The curators on “Grounded in Clay” are from 19 Native American communities in New Mexico, the West Texas community of Ysaleta del Sur, and the Hopi tribe of Arizona.

These include skilled potters, jewelers, beadmakers, fashion designers and museum professionals – among them sculptor Cliff Fragua, who created the likeness of 1680 Pueblo Rebellion leader Po’Pé, which stands in the National Statutory Hall at the US Capitol.

Alicia Poon, who guided the curating process over the course of more than two years, paced the museum gallery during the final touches before the opening.

“We try to make sure that everyone’s voice is presented in some way or the other,” said Poon, director of the Indian Arts Research Center. “It’s either in the label, or the quote is here, or it’s in that panel. It’s in the form of poetry, others in prose, others a little more abstract in how they write. Some actually reflect on the pot itself. … or the hazy memories of growing up around pottery, how this pottery inspires the memory.”

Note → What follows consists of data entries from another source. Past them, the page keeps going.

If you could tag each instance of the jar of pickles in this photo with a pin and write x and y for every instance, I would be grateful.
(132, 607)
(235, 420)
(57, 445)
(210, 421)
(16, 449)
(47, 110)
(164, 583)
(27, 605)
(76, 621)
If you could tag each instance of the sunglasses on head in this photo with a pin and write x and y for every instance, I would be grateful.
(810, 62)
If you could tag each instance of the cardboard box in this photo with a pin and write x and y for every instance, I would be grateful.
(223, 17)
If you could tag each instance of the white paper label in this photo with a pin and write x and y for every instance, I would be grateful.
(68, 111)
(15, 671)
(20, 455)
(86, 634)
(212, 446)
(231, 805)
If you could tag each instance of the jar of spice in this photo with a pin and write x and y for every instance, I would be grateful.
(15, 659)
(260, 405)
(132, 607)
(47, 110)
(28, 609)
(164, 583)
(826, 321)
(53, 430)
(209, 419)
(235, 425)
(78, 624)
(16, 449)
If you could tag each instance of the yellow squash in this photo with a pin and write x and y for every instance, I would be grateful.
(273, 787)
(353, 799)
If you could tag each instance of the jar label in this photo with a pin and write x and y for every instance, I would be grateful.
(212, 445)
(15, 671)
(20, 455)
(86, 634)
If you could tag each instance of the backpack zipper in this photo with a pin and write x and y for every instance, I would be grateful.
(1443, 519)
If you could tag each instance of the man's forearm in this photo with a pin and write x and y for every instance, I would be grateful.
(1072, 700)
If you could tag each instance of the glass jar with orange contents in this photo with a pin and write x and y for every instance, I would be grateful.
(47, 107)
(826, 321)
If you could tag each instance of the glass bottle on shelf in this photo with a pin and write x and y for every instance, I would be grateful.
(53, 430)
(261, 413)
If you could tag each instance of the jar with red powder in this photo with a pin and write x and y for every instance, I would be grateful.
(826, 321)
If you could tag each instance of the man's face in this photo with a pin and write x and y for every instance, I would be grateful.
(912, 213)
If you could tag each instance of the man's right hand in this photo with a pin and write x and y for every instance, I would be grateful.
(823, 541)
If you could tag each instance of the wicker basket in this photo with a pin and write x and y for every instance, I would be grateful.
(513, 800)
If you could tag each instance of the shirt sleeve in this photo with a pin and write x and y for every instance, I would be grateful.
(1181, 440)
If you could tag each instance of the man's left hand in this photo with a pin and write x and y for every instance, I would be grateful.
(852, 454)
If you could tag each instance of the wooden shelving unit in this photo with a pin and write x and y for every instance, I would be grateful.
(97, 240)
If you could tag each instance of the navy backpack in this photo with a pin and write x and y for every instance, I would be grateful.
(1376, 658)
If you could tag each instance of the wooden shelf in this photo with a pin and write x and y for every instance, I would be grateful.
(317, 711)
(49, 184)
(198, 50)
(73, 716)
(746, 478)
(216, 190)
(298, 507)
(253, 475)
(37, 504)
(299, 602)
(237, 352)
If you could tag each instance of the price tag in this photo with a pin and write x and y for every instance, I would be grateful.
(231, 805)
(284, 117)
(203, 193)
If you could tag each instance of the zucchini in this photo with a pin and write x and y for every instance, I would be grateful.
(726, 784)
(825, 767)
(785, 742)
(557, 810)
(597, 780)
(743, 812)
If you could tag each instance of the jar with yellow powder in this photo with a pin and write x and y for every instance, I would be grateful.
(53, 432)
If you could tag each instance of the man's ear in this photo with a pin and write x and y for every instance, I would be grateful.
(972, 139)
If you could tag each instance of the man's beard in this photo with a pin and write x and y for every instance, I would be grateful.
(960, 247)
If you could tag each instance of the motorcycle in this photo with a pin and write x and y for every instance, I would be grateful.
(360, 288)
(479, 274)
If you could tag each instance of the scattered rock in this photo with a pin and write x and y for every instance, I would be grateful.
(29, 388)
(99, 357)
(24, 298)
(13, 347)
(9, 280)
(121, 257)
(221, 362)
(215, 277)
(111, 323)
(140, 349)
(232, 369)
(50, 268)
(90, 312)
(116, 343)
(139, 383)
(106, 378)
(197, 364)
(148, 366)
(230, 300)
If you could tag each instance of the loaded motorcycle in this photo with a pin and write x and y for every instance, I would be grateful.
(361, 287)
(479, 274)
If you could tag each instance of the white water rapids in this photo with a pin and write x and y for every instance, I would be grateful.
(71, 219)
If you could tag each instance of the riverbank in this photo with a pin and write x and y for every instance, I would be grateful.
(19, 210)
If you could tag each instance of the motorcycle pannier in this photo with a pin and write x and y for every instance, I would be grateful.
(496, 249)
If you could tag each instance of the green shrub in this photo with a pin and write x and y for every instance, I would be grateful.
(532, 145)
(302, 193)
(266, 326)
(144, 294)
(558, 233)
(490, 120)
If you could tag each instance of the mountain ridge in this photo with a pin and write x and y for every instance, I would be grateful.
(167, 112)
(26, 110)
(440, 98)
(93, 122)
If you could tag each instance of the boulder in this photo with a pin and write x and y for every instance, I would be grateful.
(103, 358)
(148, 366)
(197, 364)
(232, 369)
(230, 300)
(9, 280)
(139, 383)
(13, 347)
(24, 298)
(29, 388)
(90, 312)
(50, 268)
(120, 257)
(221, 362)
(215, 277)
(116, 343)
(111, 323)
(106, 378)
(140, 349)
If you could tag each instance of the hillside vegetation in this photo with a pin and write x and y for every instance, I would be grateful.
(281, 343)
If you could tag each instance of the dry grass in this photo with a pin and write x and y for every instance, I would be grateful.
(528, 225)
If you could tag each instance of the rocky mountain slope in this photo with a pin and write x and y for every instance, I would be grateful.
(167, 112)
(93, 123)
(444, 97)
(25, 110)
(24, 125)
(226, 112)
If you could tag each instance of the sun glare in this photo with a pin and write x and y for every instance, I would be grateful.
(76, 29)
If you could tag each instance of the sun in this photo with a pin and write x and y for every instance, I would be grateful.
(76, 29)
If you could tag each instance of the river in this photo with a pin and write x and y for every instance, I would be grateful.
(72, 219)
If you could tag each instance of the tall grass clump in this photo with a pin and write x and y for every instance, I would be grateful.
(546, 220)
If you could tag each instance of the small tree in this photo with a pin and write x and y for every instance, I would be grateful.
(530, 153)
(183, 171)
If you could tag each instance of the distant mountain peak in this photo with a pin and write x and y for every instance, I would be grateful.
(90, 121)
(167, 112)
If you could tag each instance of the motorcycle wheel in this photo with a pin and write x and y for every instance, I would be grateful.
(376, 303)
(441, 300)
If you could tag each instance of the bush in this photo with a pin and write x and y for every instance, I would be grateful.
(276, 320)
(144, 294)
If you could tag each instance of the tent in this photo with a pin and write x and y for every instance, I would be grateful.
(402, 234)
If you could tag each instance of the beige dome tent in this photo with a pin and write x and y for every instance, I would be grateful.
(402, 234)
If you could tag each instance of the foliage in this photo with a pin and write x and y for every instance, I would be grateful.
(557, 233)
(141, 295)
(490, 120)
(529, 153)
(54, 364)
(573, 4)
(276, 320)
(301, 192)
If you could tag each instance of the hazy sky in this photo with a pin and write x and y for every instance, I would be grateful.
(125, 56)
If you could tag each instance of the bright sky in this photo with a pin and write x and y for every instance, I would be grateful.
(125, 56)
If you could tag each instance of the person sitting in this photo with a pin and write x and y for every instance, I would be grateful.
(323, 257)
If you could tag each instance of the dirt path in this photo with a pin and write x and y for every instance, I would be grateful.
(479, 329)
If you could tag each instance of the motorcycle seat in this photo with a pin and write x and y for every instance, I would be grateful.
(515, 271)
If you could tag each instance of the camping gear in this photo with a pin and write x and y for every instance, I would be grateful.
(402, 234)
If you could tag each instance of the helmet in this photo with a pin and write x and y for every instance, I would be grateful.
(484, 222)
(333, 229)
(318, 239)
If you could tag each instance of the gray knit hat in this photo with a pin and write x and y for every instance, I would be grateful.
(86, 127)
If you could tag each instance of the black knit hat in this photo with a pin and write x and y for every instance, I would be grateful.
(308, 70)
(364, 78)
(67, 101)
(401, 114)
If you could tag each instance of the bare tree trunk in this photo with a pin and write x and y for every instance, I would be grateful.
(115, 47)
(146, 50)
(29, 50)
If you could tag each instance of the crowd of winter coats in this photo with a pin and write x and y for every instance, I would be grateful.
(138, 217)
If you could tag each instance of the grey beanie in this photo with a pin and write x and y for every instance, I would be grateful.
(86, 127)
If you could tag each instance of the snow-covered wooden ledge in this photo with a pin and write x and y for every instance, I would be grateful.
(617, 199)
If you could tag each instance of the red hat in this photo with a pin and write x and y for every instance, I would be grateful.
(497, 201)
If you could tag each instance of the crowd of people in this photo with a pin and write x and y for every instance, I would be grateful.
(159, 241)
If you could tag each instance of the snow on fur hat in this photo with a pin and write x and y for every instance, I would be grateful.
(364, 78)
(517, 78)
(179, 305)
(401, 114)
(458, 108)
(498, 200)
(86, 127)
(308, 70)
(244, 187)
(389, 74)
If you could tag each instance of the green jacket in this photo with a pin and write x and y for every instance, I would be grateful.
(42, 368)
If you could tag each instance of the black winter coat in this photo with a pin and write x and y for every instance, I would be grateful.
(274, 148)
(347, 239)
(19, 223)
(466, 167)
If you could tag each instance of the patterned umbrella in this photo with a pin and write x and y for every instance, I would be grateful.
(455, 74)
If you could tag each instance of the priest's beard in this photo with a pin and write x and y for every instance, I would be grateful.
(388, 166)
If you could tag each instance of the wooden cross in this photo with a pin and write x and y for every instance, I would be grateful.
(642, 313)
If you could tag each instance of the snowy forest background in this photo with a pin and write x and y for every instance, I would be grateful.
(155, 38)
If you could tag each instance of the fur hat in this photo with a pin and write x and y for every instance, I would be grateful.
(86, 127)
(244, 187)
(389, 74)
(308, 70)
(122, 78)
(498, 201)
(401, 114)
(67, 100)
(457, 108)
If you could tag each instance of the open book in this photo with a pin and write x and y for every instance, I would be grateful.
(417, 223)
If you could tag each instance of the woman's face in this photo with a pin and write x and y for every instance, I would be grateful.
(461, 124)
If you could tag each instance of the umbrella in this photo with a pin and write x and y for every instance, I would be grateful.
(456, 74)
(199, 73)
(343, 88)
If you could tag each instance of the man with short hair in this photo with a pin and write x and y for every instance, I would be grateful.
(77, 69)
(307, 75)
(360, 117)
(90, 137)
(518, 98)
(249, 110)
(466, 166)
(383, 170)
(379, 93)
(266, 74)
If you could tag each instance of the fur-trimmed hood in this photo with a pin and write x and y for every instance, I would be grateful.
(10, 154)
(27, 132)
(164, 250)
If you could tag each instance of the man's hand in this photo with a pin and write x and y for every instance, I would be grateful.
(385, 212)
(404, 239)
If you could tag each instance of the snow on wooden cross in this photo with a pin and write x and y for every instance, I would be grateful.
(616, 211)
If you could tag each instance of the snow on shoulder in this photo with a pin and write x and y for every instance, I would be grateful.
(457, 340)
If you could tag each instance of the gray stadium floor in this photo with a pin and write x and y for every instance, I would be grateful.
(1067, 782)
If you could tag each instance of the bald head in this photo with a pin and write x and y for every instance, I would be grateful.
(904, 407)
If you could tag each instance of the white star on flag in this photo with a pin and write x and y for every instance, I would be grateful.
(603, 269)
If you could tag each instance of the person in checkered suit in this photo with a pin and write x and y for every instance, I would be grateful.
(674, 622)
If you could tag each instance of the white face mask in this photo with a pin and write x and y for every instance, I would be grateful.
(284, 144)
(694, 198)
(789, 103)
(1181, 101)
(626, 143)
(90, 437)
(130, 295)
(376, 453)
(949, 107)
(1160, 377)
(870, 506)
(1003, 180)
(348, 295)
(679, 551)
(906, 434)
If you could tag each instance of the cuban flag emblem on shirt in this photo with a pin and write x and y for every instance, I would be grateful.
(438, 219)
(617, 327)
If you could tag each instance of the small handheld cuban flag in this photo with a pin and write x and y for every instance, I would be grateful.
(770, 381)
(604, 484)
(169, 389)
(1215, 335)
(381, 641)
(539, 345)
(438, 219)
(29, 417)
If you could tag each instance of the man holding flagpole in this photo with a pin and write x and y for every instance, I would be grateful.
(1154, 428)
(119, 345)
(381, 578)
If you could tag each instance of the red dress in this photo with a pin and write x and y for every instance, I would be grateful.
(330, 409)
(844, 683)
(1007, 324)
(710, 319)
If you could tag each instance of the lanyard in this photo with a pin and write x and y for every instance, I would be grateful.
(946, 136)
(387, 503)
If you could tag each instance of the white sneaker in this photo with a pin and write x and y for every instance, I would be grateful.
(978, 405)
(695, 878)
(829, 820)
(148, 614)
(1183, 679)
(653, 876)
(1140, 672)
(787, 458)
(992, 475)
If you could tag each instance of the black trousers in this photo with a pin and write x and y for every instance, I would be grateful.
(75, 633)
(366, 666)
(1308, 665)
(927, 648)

Pueblo pottery traditions rely on rolling pottery into an array of shapes and sizes – without a spinning pottery wheel. Pottery, plates or idols are often burned near the ground within improvised outdoor kilns.

Brian Vallow, advisor to metropolitan museums and governor of Acoma Pueblo from 2019-21, selected two pieces for the new traveling exhibition – both with unmistakable ties to AcomaKnown for its mesa-topped “Sky City” and hundreds of contemporary artists and artisans.

He found her at the New York-based Vilseck Foundation, a participant in the travel show.

They say that something beautiful and refreshing awaits experienced museum-goers and curious tourists.

“It’s the native voice, and even those objects are chosen by the native people, not the institution,” Vallow said. “They will appreciate that these cultures have survived and flourished, and that the creative spirit of our people is very much alive.”